No mais recente episódio, o esforço se dirigiu contra um conteúdo publicado pelo portal Amazônia no Ar, projeto independente idealizado por Mary Tupiassu, diretora de Portal e Redes do Grupo O Liberal, e por Ney Messias, diretor de Entretenimento e Rádio Web do Grupo Liberal. A matéria, veiculada em novembro, repercutia as publicações de O Liberal que abordavam a dívida bilionária da Cerpasa.

O recado dessa vez veio diretamente do ex-delegado da Polícia Civil do Pará Paulo Tamer, que hoje atua no ramo de consultoria de segurança. Em conversa com a reportagem, Ney Messias relatou que Paulo Tamer pegou o link da matéria do Amazônia no Ar e mandou uma mensagem pelo WhatsApp. A mensagem citava “Cuidado”, num claro tom de intimidação, e dizia que o conteúdo tinha “inverdades”.

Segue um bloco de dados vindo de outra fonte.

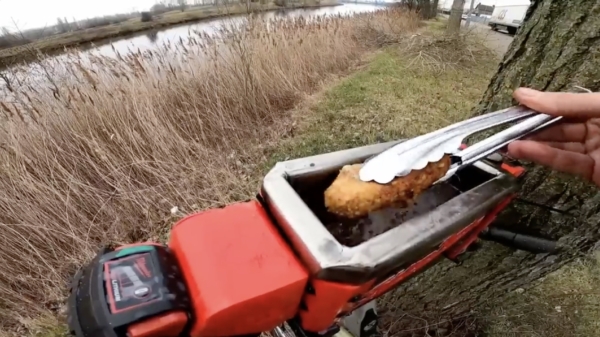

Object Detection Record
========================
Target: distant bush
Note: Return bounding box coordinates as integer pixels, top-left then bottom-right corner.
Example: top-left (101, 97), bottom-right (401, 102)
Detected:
top-left (142, 12), bottom-right (152, 22)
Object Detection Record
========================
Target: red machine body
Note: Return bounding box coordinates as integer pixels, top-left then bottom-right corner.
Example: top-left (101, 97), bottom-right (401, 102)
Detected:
top-left (125, 164), bottom-right (524, 337)
top-left (69, 140), bottom-right (524, 337)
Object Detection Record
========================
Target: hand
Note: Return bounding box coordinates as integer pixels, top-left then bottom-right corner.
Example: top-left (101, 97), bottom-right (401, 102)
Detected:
top-left (508, 88), bottom-right (600, 186)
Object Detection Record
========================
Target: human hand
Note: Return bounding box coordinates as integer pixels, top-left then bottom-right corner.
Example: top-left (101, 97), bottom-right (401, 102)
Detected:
top-left (508, 88), bottom-right (600, 186)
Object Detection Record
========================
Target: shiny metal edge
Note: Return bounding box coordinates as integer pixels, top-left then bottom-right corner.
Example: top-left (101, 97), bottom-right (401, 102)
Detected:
top-left (359, 106), bottom-right (545, 184)
top-left (261, 140), bottom-right (402, 274)
top-left (261, 140), bottom-right (518, 284)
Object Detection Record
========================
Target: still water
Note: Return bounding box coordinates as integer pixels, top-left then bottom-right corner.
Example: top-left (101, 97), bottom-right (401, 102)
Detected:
top-left (0, 4), bottom-right (384, 94)
top-left (81, 4), bottom-right (383, 56)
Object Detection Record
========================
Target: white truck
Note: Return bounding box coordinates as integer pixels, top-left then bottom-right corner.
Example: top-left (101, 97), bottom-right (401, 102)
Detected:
top-left (488, 0), bottom-right (530, 34)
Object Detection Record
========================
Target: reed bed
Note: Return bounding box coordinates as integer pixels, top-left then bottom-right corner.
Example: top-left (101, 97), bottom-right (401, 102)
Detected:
top-left (0, 9), bottom-right (419, 331)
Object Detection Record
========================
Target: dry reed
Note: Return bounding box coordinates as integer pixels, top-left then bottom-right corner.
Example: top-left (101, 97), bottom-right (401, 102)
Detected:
top-left (0, 9), bottom-right (419, 330)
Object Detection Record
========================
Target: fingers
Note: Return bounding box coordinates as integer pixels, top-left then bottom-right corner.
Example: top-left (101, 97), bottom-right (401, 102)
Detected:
top-left (527, 123), bottom-right (586, 143)
top-left (513, 88), bottom-right (600, 118)
top-left (508, 140), bottom-right (594, 179)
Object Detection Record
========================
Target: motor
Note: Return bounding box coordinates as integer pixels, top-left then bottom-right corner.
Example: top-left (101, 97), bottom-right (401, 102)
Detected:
top-left (68, 134), bottom-right (548, 337)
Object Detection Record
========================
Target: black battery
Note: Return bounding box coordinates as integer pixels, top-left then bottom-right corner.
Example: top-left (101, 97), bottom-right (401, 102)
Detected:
top-left (68, 244), bottom-right (192, 337)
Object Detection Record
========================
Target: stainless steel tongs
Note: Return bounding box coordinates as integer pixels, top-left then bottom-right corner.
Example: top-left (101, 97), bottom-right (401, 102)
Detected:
top-left (359, 106), bottom-right (561, 184)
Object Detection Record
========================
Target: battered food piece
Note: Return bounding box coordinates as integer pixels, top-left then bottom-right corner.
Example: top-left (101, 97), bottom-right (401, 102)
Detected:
top-left (325, 156), bottom-right (450, 219)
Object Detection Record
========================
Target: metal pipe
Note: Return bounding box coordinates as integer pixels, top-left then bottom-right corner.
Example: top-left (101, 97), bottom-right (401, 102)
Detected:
top-left (479, 227), bottom-right (559, 254)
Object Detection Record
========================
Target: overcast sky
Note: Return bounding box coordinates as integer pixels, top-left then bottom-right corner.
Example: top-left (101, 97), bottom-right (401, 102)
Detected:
top-left (0, 0), bottom-right (156, 30)
top-left (0, 0), bottom-right (528, 30)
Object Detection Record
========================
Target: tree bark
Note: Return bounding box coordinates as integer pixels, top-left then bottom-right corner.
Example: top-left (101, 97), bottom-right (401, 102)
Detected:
top-left (446, 0), bottom-right (465, 34)
top-left (431, 0), bottom-right (439, 18)
top-left (380, 0), bottom-right (600, 336)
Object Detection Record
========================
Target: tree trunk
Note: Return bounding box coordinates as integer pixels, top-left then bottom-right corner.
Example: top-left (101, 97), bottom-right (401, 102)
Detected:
top-left (431, 0), bottom-right (439, 18)
top-left (381, 0), bottom-right (600, 336)
top-left (446, 0), bottom-right (465, 34)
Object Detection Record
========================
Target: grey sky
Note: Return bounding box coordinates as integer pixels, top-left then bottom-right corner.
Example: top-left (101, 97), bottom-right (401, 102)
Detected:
top-left (0, 0), bottom-right (156, 30)
top-left (0, 0), bottom-right (528, 30)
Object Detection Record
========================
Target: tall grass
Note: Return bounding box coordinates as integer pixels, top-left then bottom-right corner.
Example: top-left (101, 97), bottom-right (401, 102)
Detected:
top-left (0, 9), bottom-right (419, 329)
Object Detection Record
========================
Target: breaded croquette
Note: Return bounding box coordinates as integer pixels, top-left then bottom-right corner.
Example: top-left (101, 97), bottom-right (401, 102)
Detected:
top-left (325, 156), bottom-right (450, 218)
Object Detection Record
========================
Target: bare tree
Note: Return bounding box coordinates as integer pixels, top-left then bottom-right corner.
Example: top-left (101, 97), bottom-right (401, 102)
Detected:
top-left (386, 0), bottom-right (600, 336)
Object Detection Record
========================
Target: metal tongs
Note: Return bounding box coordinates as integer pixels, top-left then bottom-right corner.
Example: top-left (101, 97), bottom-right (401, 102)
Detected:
top-left (359, 106), bottom-right (561, 184)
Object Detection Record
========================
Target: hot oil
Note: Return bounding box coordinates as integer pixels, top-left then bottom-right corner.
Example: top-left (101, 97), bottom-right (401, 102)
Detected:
top-left (290, 163), bottom-right (491, 247)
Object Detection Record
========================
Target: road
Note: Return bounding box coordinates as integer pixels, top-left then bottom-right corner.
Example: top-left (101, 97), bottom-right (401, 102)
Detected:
top-left (440, 14), bottom-right (513, 55)
top-left (469, 22), bottom-right (513, 55)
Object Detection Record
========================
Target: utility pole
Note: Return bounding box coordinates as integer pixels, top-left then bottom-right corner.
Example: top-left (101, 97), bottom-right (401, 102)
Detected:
top-left (465, 0), bottom-right (475, 28)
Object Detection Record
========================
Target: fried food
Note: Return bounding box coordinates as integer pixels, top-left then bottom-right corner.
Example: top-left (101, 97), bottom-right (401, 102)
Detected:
top-left (325, 156), bottom-right (450, 218)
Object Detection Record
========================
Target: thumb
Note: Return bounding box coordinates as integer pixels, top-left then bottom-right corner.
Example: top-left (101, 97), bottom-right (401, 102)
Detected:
top-left (513, 88), bottom-right (600, 118)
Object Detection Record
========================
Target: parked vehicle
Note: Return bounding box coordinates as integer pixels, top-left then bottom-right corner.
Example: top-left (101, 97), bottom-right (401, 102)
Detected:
top-left (488, 0), bottom-right (530, 34)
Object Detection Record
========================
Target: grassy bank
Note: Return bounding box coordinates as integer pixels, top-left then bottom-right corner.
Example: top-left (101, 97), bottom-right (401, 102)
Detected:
top-left (0, 0), bottom-right (340, 66)
top-left (0, 9), bottom-right (419, 336)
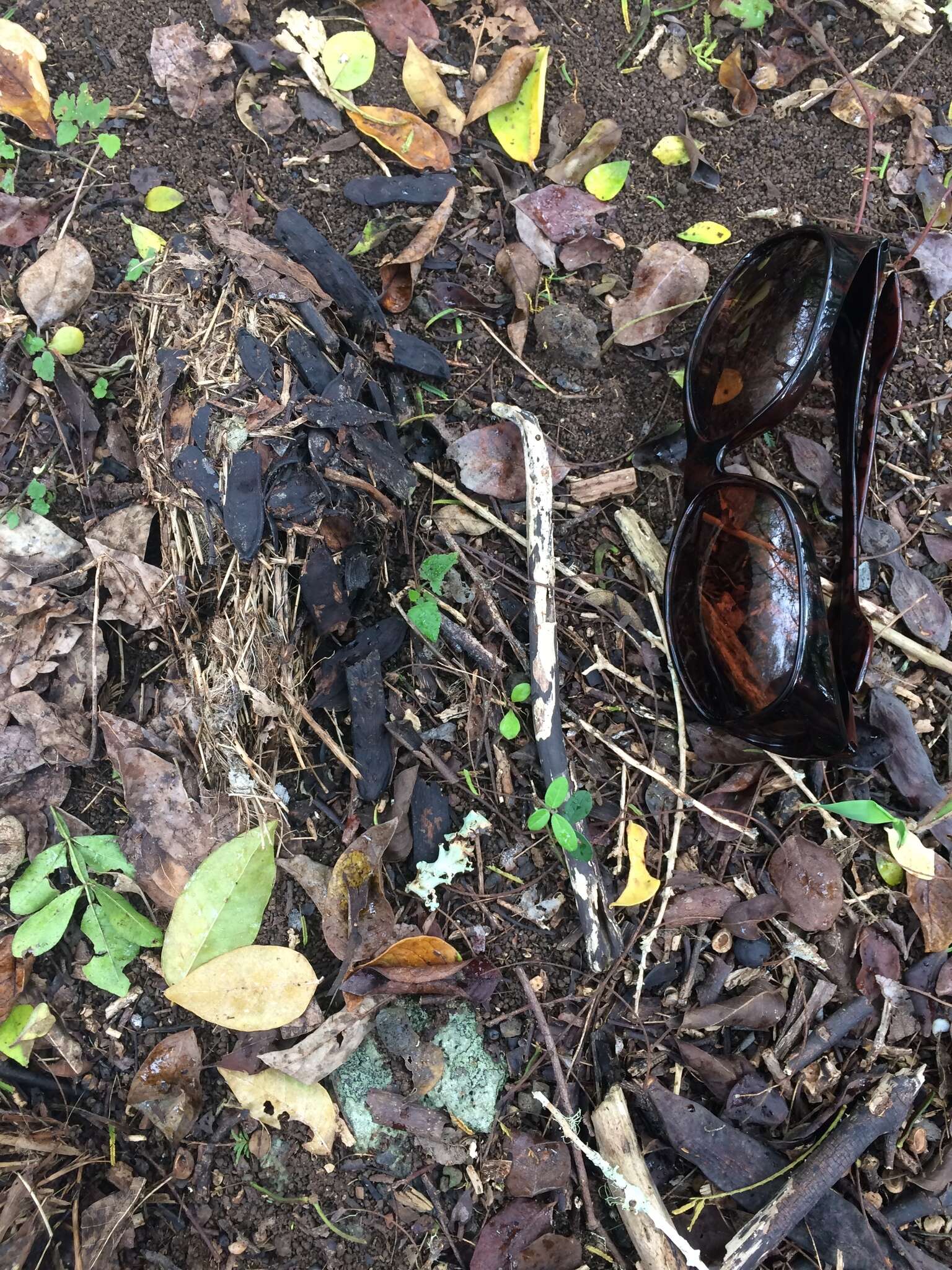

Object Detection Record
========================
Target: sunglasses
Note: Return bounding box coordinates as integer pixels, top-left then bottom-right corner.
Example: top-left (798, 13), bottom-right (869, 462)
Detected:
top-left (664, 226), bottom-right (902, 758)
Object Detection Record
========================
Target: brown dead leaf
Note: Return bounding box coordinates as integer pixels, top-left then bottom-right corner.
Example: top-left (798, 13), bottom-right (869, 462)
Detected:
top-left (126, 1028), bottom-right (202, 1143)
top-left (610, 241), bottom-right (711, 348)
top-left (346, 105), bottom-right (451, 171)
top-left (0, 18), bottom-right (56, 141)
top-left (717, 45), bottom-right (757, 118)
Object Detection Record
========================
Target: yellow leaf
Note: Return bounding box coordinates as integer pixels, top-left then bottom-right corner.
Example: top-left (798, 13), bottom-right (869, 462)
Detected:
top-left (165, 944), bottom-right (317, 1031)
top-left (403, 38), bottom-right (466, 137)
top-left (346, 105), bottom-right (449, 171)
top-left (884, 824), bottom-right (935, 880)
top-left (218, 1067), bottom-right (337, 1156)
top-left (486, 47), bottom-right (549, 165)
top-left (612, 822), bottom-right (661, 908)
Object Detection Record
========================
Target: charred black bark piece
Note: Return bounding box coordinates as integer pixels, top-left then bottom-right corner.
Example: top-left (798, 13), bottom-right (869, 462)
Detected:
top-left (307, 617), bottom-right (406, 710)
top-left (345, 649), bottom-right (394, 802)
top-left (274, 207), bottom-right (387, 327)
top-left (344, 171), bottom-right (459, 207)
top-left (301, 542), bottom-right (353, 635)
top-left (171, 446), bottom-right (221, 512)
top-left (284, 330), bottom-right (338, 396)
top-left (224, 450), bottom-right (264, 564)
top-left (235, 327), bottom-right (281, 401)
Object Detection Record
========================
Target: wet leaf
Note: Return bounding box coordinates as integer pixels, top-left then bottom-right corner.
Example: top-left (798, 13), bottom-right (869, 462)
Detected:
top-left (0, 18), bottom-right (56, 141)
top-left (402, 39), bottom-right (466, 137)
top-left (768, 833), bottom-right (843, 931)
top-left (126, 1028), bottom-right (202, 1143)
top-left (162, 820), bottom-right (276, 984)
top-left (678, 221), bottom-right (731, 246)
top-left (612, 820), bottom-right (661, 908)
top-left (487, 46), bottom-right (549, 166)
top-left (717, 45), bottom-right (757, 118)
top-left (17, 235), bottom-right (95, 330)
top-left (682, 988), bottom-right (787, 1031)
top-left (165, 944), bottom-right (317, 1031)
top-left (612, 241), bottom-right (711, 348)
top-left (218, 1067), bottom-right (337, 1156)
top-left (546, 120), bottom-right (622, 185)
top-left (447, 419), bottom-right (569, 495)
top-left (346, 105), bottom-right (449, 171)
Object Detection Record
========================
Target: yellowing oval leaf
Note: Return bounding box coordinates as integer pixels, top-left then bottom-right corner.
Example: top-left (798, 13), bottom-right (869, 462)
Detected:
top-left (165, 944), bottom-right (317, 1031)
top-left (321, 30), bottom-right (377, 93)
top-left (651, 136), bottom-right (690, 167)
top-left (585, 159), bottom-right (631, 203)
top-left (218, 1067), bottom-right (337, 1156)
top-left (678, 221), bottom-right (731, 246)
top-left (346, 105), bottom-right (449, 171)
top-left (612, 822), bottom-right (661, 908)
top-left (146, 185), bottom-right (185, 212)
top-left (486, 47), bottom-right (549, 164)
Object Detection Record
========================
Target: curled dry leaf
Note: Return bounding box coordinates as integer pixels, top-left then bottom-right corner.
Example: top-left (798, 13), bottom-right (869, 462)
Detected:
top-left (218, 1067), bottom-right (337, 1156)
top-left (546, 120), bottom-right (622, 185)
top-left (402, 39), bottom-right (466, 137)
top-left (496, 242), bottom-right (542, 357)
top-left (447, 419), bottom-right (569, 503)
top-left (126, 1028), bottom-right (202, 1143)
top-left (346, 105), bottom-right (449, 171)
top-left (612, 241), bottom-right (711, 348)
top-left (165, 944), bottom-right (317, 1031)
top-left (768, 833), bottom-right (843, 931)
top-left (0, 18), bottom-right (56, 141)
top-left (17, 235), bottom-right (95, 329)
top-left (717, 45), bottom-right (757, 118)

image Ex-delegado da Polícia Civil do Pará Paulo Tamer, que hoje atua no ramo de consultoria de segurança. (Imagem: Divulgação)

“Eu disse que o Amazônia no Ar pediu nota para a Cerpasa. A nota foi enviada e lida ao final da matéria. Tamer disse que cabe processo ao veículo. E aí acabou a troca de mensagens”, conta Ney Messias, ao detalhar o contato, ocorrido em 9 de novembro.

Paulo Tamer é ex-delegado da Polícia Civil. Com mais de 30 anos de atuação na área de segurança pública, em 1993, ocupou o cargo de Coordenador da Polícia Civil do Pará, função equivalente ao de Delegado-Geral nos dias de hoje, e comandou diversas seccionais, além de investigações de grande repercussão social, como a do “Monstro da Ceasa”.

DÍVIDA BILIONÁRIA

A Cerpasa é, até o momento, a empresa com maior débito tributário da história do Pará. Segundo o Tribunal de Justiça, a cervejaria acumula pelo menos R$ 5,7 bilhões em dívidas apenas com o Estado (as dívidas da cervejaria são ainda maiores, se forem considerados débitos com tributos federais).

Esse valor devido aos cofres estaduais, porém, conforme aponta o Ministério Público do Pará (MPPA), é ainda maior, já que o montante segue em crescimento. Em outubro deste ano, o MPPA informou a O Liberal acreditar que a dívida, acumulada em mais de 20 anos, já supera em muito os números atuais - na casa de dezenas de bilhões de reais.

image Helga Irmengard Jutta Seibel, proprietária da Cerpasa (Imagem: Divulgação)

A situação contrasta com o patrimônio mantido pela companhia em Belém, que inclui suntuosas mansões, localizadas no bairro da Pratinha e dentro do próprio complexo industrial da fábrica - ambas registradas em documentos consultados por O Liberal e passíveis de penhora judicial.

As residências seguem estilo imperial, com forte simetria, salões amplos e materiais nobres, como mármore e madeira de alta qualidade, além de detalhes dourados.

A mansão situada dentro da área industrial ocupa 80.757,81 m²; já a residência na Pratinha impressiona com 163.457,21 m², áreas muito superiores às de propriedades de celebridades como Angélica e Luciano Huck (1.500 m²), Virginia Fonseca (1.027 m²), Beyoncé e Jay-Z (3.530 m²), Vinícius Júnior (2.500 m²) e até mesmo o complexo Mar-a-Lago, de Donald Trump (5.810 m²).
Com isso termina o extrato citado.